Recently, Ty and Haley Kelly posted a video showing how they were able to make their toddler son tall enough to ride the more adult thrill rides at the Disney theme parks.
The video, which can be seen in a full version below, shows the two parents gluing flip-flop bottoms to some shoes with already thick soles to help their 37-inch son look like he’s 38 inches tall, the minimum height requirement.
But while Ty Kelly calls the shoe-gluing the “ultimate theme park hack,” others felt that he, as one YouTuber commenter noted, seemed to care more “about a youtube video than your child’s safety.”
The video inspired clapbacks like this one from a woman who helpfully pointed out that height restrictions aren’t put on rides to “ruin your child’s day.”
Other people commenting on the couple’s YouTube page were also tough on them.
“Safety regulations are written in blood. In the case of amusement parks, that blood is the blood of young children. You’re not just putting your kid in danger, but the children of anyone foolish enough to try this,” one person wrote, while another called it “the dumbest idea EVER.”
Others pointed out that the “hack” could get some theme park employees fired on the spot if they let a child with altered shoes on a ride.
As Theme Park Insider Editor Robert Niles explained in 2018, height requirements on rides aren’t arbitrary.
“Height and other restrictions protect riders in case something goes wrong, such as the stopping on a safety brake or having to be evacuated,” he wrote. “In those, rare cases, people under the designated height can be at extreme risk.”
HuffPost reached out to Disney for comment, but did not immediately receive a response.
Ty Kelly was apparently miffed that people were questioning his parenting skills rather than praising his “ultimate theme park hack,” so he posted a video titled “Watch All The Way Through Please,” where he claimed the “hack” was faked.

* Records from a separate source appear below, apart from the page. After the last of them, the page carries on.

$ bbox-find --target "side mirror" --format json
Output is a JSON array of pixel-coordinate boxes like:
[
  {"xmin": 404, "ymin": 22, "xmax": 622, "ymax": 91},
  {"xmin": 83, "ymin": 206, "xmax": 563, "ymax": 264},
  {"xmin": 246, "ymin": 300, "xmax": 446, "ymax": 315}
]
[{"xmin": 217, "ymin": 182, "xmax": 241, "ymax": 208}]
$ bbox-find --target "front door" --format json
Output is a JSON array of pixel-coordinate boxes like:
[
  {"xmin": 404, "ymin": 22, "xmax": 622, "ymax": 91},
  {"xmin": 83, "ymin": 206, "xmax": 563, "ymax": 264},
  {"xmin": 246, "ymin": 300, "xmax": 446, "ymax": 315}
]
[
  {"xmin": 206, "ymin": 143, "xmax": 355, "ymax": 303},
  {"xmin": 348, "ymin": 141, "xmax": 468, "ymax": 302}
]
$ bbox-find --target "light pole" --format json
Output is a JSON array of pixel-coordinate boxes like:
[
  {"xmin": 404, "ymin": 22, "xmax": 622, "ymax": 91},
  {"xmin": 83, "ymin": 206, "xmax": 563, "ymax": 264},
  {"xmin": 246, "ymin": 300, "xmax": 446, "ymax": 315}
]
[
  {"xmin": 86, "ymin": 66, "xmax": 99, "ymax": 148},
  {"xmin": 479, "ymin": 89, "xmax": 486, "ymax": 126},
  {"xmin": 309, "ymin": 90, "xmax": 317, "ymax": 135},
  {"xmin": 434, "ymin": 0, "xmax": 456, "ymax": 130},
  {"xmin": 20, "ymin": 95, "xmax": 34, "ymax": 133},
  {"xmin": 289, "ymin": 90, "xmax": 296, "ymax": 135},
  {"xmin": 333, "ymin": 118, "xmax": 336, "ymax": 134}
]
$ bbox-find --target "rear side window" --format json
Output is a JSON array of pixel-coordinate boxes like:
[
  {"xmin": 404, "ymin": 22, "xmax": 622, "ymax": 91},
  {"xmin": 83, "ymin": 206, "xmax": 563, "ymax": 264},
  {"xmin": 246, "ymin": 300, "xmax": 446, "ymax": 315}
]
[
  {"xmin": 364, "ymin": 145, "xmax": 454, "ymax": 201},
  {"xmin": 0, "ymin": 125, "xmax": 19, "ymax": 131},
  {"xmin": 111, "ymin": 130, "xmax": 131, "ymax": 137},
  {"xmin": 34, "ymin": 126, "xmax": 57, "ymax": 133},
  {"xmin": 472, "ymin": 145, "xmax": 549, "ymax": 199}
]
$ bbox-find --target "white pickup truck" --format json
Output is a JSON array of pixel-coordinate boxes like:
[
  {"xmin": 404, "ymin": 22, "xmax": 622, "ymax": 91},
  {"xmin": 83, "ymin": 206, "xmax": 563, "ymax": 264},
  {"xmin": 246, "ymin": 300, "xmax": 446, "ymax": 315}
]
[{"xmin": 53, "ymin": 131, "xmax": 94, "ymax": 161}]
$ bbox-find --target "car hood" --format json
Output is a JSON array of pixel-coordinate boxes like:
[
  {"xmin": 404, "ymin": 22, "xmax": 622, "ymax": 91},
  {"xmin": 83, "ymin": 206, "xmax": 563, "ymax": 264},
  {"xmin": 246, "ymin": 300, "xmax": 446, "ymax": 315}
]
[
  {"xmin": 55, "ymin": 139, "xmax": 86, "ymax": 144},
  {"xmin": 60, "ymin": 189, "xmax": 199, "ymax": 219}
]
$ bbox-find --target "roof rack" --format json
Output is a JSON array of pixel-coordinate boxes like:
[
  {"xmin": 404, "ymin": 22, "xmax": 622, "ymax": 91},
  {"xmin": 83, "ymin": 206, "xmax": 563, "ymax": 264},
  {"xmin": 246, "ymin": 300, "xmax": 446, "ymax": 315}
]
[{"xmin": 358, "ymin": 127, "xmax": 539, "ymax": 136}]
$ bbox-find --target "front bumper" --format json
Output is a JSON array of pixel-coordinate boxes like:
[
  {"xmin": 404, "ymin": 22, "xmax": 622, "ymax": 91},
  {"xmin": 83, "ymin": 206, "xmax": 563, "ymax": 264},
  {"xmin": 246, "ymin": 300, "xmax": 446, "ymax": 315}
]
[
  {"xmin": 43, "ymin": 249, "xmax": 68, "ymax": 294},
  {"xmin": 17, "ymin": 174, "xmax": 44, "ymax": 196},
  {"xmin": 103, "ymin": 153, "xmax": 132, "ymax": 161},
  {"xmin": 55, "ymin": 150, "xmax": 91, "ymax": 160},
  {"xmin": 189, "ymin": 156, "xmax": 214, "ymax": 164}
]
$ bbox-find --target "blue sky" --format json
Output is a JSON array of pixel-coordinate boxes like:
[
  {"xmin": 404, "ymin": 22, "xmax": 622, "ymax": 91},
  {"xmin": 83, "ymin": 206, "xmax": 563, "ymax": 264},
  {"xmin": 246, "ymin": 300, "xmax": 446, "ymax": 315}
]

“I would never condone any other parent trying to put their kid on a ride that they aren’t tall enough for,” he said in the clip. “You don’t know what happened. In the video, you didn’t see him actually go on any rides.”
Kelly also claimed there was no need for shoes — since his son is actually tall enough for the rides. He didn’t acknowledge that someone viewing the first video without that additional context might take his advice at face value.
Based on the reactions of TikTok commenters, people weren’t particularly impressed.
“I cant believe you guys had the audacity to assume that what I said in the video was what I meant,” one commenter snarkily wrote.